Le téléchargement sur internet a introduit depuis quelques années un nouveau mode de consommation de la musique, chanson par chanson, souvent assimilé à du saucissonnage par les artistes qui, du point de vue de la création, restent attachés au format album comme un tout cohérent.

Paul Ricard AGENCE FRANCE-PRESSE

«Avant, quand on achetait un disque, on écoutait l'album en entier. Je n'aime pas que les gens téléchargent une chanson seule, ça enlève une part du respect mystérieux auquel la musique a droit», explique à l'AFP l'Américain Fredo Viola, dont le premier album, «The Turn», vient de sortir et a été encensé par la critique.Paru en janvier, le troisième album des Ecossais de Franz Ferdinand, «Tonight: Franz Ferdinand», est calqué sur le déroulement d'une nuit de fête, avec d'abord des chansons dansantes puis une lente descente matérialisée par deux morceaux rêveurs.

«J'aime quand un album forme une entité cohérente. Les singles, ça peut être sympa, comme dans les années 60 avec les jukebox, mais moi, je n'arrive pas à télécharger des chansons séparément, il faut que j'achète l'album entier», sourit Nick McCarthy, le guitariste de Franz Ferdinand.

Dans le rock et la pop, l'album comme ensemble cohérent et non plus comme simple juxtaposition de chansons date des années 60. Des groupes comme les Beatles avec «Rubber Soul» (1965) ou les Beach Boys avec «Pet Sounds» (1966), qui ont fait entrer la pop dans l'âge adulte, ont imposé cette démarche artistique à un moment où primaient les singles, les 45 tours.
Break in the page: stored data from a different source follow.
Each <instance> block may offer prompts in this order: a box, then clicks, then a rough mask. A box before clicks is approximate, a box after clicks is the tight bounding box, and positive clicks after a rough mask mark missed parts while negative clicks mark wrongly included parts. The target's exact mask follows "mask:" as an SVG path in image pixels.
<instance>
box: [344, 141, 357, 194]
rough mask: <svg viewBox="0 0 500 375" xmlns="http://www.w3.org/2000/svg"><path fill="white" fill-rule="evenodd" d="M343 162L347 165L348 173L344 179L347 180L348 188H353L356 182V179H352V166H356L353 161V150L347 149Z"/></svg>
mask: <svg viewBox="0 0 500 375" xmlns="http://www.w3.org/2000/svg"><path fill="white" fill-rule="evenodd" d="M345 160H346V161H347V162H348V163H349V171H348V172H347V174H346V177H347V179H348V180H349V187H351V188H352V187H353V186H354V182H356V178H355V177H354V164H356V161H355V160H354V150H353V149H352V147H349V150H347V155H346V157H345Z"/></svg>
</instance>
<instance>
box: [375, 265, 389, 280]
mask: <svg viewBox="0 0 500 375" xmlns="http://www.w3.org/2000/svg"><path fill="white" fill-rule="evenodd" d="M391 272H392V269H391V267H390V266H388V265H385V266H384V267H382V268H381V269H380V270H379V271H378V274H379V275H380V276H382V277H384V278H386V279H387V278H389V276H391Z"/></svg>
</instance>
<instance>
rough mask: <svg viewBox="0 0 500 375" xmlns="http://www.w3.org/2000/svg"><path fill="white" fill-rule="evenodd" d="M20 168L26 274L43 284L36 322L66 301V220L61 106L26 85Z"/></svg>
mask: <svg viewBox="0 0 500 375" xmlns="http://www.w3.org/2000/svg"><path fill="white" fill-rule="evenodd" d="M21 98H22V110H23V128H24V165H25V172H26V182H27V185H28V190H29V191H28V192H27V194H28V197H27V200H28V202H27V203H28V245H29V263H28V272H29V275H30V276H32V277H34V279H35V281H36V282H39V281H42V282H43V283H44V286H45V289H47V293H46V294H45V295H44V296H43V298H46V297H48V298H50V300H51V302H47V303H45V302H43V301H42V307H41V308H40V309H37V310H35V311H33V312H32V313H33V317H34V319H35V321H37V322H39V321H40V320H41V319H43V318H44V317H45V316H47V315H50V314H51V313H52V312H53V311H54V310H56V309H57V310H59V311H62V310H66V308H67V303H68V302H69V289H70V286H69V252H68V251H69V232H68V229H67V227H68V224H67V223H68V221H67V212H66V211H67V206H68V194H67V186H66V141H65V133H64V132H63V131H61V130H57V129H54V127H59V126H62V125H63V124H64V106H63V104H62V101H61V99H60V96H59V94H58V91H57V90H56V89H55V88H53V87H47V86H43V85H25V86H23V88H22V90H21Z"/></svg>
Cette logique a été poussée à son paroxysme dans les années 70 avec la notion de «concept album», disque construit autour d'une idée-force ou d'une histoire. Même si John Lennon a ensuite rejeté cette thèse, le «Sgt. Pepper's Lonely Hearts Club Band» des Beatles (1967) est souvent cité comme l'un des premiers concept albums.

«Pour moi, un disque, c'est forcément un concept album avec un début, un développement et une fin, sinon c'est juste une compilation de chansons», juge le Français Sébastien Tellier.

Il a basé tous ses albums sur un thème, la famille pour «L'incroyable vérité», la politique pour «Politics» puis le sexe pour «Sexuality»: «Le concept album, c'est ma culture car j'ai été élevé avec Pink Floyd, King Crimson, Emerson Lake and Palmer ou Kraftwerk, des groupes qu'écoutait mon père».

Dans les années 80, le remplacement du 33 tours vinyle par le compact disc a augmenté la longueur potentielle d'un album puisqu'un CD peut contenir près de 80 minutes de musique. Selon la légende, le président de Sony, l'entreprise qui l'a créé avec Philips, avait aligné sa durée sur la «Neuvième symphonie» de Beethoven.

Reflet d'une époque où tout s'accélère, le découpage des albums en chansons téléchargeables à l'unité, modèle dicté par la plate-forme iTunes d'Apple, est la première innovation technologique basée sur un segment de temps qui se réduit: le consommateur achète une émotion instantanée concentrée dans trois ou quatre minutes de musique.

C'est l'inverse de la philosophie de l'album, qui se déploie dans la durée en alternant pics et creux, comme le soulignait à l'AFP l'Anglais Adrian Utley, le guitariste de Portishead, avant la sortie de «Third» l'an dernier.

«Dans Abbey Road des Beatles, je n'aime pas la chanson Maxwell's Silver Hammer mais je l'écoute quand même car ils ont choisi de la placer là», avouait-il. «Il ne faut sauter aucune chanson d'Abbey Road car écouté comme un tout, c'est une oeuvre de génie».